Peter McGowan, a Hastings and Prince Edward Island Regiment infantryman, was captured by German troops in 1944 while fighting to breach the Nazis' Gothic Line in northern Italy. He spent the war's final months in a POW camp in Germany. The letters he sent home contained restraint—"all the things when you didn't want your mother to worry about you," Sotvedt said.

Now the Calgarian, a historian who has spent years studying Canadian soldiers' experiences in Italy, will join about 30 others on a tour organized by Valour Canada, a non-profit that connects Canadians to their military heritage. The group will begin in Rome in November and retrace the paths their relatives took, starting in Sicily and moving northward up the Italian mainland. Sotvedt will serve as the tour's historical interpreter.

The Italian campaign, fought from 1943 to 1945, cost nearly 6,000 Canadian lives in action but remains overshadowed by the Normandy landings of June 1944. "There were more casualties at Ortona than at Juno Beach but (Italy) is a forgotten campaign for most people," said Brad Pierce, whose aunt and uncle both served in Italy—Helen Pierce as a nurse, her eventual husband Frank as a military policeman.
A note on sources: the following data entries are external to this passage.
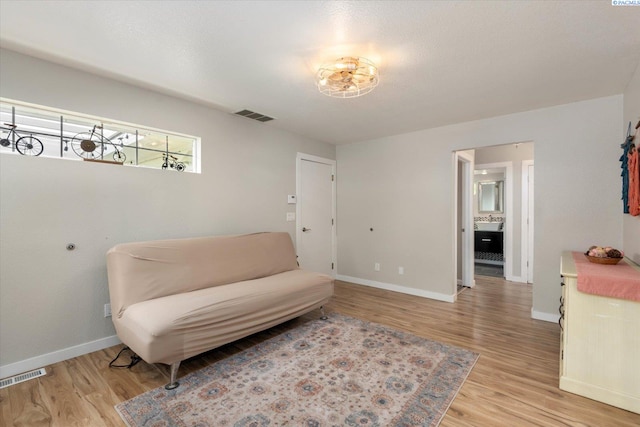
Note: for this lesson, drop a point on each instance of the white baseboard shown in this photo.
(547, 317)
(398, 288)
(57, 356)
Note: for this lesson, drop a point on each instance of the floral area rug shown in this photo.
(336, 372)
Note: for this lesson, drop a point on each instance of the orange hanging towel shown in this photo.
(634, 182)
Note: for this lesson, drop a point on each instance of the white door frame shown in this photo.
(311, 158)
(526, 262)
(466, 186)
(508, 214)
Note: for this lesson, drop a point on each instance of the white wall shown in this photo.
(402, 187)
(51, 300)
(631, 224)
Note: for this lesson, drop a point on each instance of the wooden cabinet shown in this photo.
(489, 241)
(600, 344)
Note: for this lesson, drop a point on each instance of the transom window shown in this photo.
(32, 130)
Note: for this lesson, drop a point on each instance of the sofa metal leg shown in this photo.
(174, 375)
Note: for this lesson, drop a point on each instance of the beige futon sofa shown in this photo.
(174, 299)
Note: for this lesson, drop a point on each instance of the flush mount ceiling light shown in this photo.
(347, 77)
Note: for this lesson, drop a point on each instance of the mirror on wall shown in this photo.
(491, 197)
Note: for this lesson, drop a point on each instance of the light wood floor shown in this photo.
(514, 383)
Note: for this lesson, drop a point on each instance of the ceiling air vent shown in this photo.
(253, 115)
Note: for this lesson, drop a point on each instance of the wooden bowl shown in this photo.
(607, 260)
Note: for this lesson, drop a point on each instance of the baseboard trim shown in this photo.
(57, 356)
(397, 288)
(547, 317)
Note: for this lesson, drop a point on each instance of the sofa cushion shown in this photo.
(173, 328)
(144, 271)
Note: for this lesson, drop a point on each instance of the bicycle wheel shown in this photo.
(88, 145)
(29, 146)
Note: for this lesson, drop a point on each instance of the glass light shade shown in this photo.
(347, 77)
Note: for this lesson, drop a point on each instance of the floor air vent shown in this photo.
(22, 378)
(253, 115)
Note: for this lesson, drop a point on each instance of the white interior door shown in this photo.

The two would marry after the war, but not before experiencing the campaign's bloodiest battle at Ortona on the Adriatic coast in December 1943, where more than 500 Canadian soldiers died battling German paratroopers.

Pierce said an earlier trip to Italy illustrated the deep gratitude Italians hold for Canada's sacrifice. "Canadians need to understand the significant sacrifice Canadians made and that connection to the Italian people," he said. "In Ortona, Canadians are treated not unlike they are in Holland . . . there's a gratitude toward Canadians."

For Sotvedt, visiting Canadian war cemeteries will be the most emotional part of the journey. "I'm more susceptible to those feelings because I understand what I'm looking at," said Sotvedt, who at 31 brings both family ties and scholarly depth to the pilgrimage.